GONZALES V. RAICH DOESN’T REALLY GIVE YOU ANY CLUE ABOUT WHAT THE COURT WILL DO: This was the case about whether the federal government could preempt state laws on medical marijuana.
If you look at the way the court deals with “law-and-order” cases, it differs from its approach to other appeals. There was no way the court was going to, effectively, legalize all drugs in order to overturn Wickard. And the fact that it considered doing that tells you something.
THE FACT THAT THE COURT, IN THREE POLITICALLY DIFFICULT CASES, FAILED TO FIND A COMMERCE CLAUSE JUSTIFICATION FOR GUN-FREE SCHOOL ZONES, PARTS OF THE VIOLENCE AGAINST WOMEN ACT, AND PARTS OF THE BRADY LAW DOES TELL YOU SOMETHING ABOUT THE COURT’S -– AND KENNEDY’S -– PREDISPOSITION ON ARTICLE I, SECTION 8, ISSUES.
THREE OBSERVATIONS ON SEVERABILITY
THE FACT THAT THE COURT SET ASIDE AN HOUR TO ARGUE SEVERABILITY, WHILE NOT DISPOSITIVE, IS MORE SIGNIFICANT THAN LIBERALS WOULD LIKE TO BELIEVE.
NOTWITHSTANDING EVERYTHING, I WOULD BET THE COURT WOULD REMAND THE CASE FOR AT LEAST SOME OF THE SEVERABILITY DELIBERATIONS.
WANT TO KNOW WHY THE SEVERABILITY CLAUSE IN EARLIER DRAFTS “MYSTERIOUSLY” DISAPPEARED? I have gone round-and-around with both House and Senate Legislative Counsel over this issue.
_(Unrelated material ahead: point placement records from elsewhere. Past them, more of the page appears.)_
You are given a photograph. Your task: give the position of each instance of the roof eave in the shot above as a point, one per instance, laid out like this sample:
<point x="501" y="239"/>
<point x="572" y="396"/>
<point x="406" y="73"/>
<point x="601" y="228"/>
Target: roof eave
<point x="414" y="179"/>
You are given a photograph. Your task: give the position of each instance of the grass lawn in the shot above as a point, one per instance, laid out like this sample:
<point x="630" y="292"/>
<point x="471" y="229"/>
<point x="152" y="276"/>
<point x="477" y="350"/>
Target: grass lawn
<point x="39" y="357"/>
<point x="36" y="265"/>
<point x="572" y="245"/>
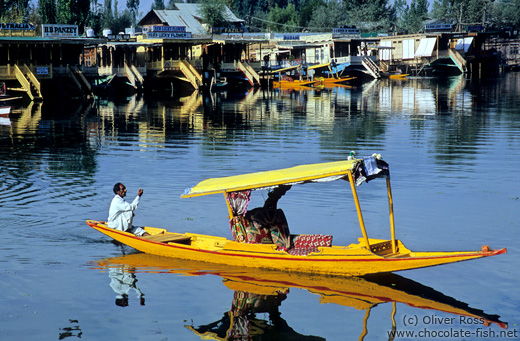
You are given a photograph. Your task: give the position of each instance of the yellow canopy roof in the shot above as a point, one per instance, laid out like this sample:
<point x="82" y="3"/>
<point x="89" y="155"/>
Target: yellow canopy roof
<point x="289" y="68"/>
<point x="313" y="172"/>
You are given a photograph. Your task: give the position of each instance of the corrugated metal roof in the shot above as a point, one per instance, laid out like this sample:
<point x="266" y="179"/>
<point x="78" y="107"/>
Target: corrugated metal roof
<point x="179" y="18"/>
<point x="193" y="10"/>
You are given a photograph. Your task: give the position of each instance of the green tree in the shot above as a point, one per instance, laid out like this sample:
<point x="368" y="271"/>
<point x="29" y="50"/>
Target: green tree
<point x="411" y="17"/>
<point x="504" y="14"/>
<point x="371" y="13"/>
<point x="309" y="10"/>
<point x="213" y="13"/>
<point x="328" y="16"/>
<point x="447" y="10"/>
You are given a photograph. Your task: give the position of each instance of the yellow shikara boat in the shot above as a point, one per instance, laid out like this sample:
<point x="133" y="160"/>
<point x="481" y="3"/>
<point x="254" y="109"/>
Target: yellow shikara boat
<point x="279" y="250"/>
<point x="259" y="291"/>
<point x="293" y="83"/>
<point x="289" y="82"/>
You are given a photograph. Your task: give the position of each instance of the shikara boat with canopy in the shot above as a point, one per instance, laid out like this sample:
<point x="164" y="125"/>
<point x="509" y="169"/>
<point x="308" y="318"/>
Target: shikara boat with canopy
<point x="261" y="238"/>
<point x="332" y="78"/>
<point x="285" y="81"/>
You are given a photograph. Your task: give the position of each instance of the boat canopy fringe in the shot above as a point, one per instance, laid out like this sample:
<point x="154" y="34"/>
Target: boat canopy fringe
<point x="362" y="170"/>
<point x="370" y="168"/>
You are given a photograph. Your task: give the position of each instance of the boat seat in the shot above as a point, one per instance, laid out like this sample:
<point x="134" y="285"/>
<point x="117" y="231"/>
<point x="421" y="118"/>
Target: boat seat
<point x="168" y="238"/>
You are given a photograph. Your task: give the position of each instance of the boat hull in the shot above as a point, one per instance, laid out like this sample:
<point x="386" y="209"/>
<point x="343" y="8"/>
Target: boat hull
<point x="292" y="84"/>
<point x="352" y="260"/>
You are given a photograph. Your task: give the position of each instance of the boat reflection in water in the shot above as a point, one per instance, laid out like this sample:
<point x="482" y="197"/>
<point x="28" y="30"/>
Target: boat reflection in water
<point x="258" y="291"/>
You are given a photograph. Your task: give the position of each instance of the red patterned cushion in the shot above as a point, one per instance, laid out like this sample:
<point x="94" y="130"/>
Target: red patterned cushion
<point x="311" y="240"/>
<point x="302" y="251"/>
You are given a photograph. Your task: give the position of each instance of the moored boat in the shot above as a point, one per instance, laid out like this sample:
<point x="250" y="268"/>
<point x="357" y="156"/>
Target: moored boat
<point x="261" y="237"/>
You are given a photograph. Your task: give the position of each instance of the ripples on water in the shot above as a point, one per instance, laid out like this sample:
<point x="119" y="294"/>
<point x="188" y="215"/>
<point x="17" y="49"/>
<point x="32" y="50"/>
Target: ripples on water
<point x="453" y="146"/>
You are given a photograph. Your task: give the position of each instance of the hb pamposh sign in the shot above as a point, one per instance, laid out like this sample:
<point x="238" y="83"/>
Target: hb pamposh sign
<point x="168" y="35"/>
<point x="17" y="26"/>
<point x="55" y="31"/>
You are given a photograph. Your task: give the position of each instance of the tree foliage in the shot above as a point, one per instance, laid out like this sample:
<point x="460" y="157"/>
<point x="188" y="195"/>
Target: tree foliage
<point x="410" y="18"/>
<point x="284" y="19"/>
<point x="213" y="13"/>
<point x="158" y="4"/>
<point x="327" y="16"/>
And one or the other will regularly remove severability language from a draft because, while not irrelevant, it is not dispositive. It is a way that the Leg Counsel’s office asserts its authority against congressmen who “dare” to draft their own legislation.
Of course, as the mandate became more controversial at the end of the process, senators did begin to notice that the severability clause had disappeared.
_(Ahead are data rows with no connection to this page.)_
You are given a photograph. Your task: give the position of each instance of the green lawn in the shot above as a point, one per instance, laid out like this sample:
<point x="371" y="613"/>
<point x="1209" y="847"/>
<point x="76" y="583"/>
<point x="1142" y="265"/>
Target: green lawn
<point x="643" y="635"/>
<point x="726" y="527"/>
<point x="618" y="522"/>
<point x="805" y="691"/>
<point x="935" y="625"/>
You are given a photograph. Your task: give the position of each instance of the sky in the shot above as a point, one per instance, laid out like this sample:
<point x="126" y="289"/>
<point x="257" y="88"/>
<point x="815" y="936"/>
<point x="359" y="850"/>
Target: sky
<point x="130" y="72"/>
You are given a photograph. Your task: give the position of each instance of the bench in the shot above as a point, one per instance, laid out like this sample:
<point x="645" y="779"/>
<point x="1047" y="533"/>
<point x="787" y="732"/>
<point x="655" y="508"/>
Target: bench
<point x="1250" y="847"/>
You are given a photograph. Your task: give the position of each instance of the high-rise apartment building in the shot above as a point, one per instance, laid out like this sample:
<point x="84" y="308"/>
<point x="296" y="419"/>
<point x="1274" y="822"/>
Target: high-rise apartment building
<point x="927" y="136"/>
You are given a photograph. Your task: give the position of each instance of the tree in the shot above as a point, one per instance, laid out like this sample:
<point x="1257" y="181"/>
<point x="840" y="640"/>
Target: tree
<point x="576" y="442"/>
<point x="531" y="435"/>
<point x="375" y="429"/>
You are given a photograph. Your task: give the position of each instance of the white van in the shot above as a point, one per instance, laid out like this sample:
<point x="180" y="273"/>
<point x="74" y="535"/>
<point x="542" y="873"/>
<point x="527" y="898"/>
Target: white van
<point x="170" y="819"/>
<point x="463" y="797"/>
Had Jim DeMint not objected to waiving the nine-day process necessary to send a bill to conference, the severability clause could have been easily reinserted in conference. But he did; and it wasn’t.
Finally, there was the opportunity to reopen the bill to further amendments, including an amendment on the severability clause, to assuage Democratic moderates like Ben Nelson, after the manager’s amendment had been presented. But, again, this would have required chopping apart the “tree” constructed to block DeMint, and that would have kept the Senate in session until well past Christmas. So that wasn’t done either.
But the point for the court to consider is that senators knew they had an opportunity to reinsert the severability clause, but with considerable pain, and chose not to.
by Michael E. Hammond, former General Counsel Senate Steering Committee 1978-89 and a Dunbarton, New Hampshire resident.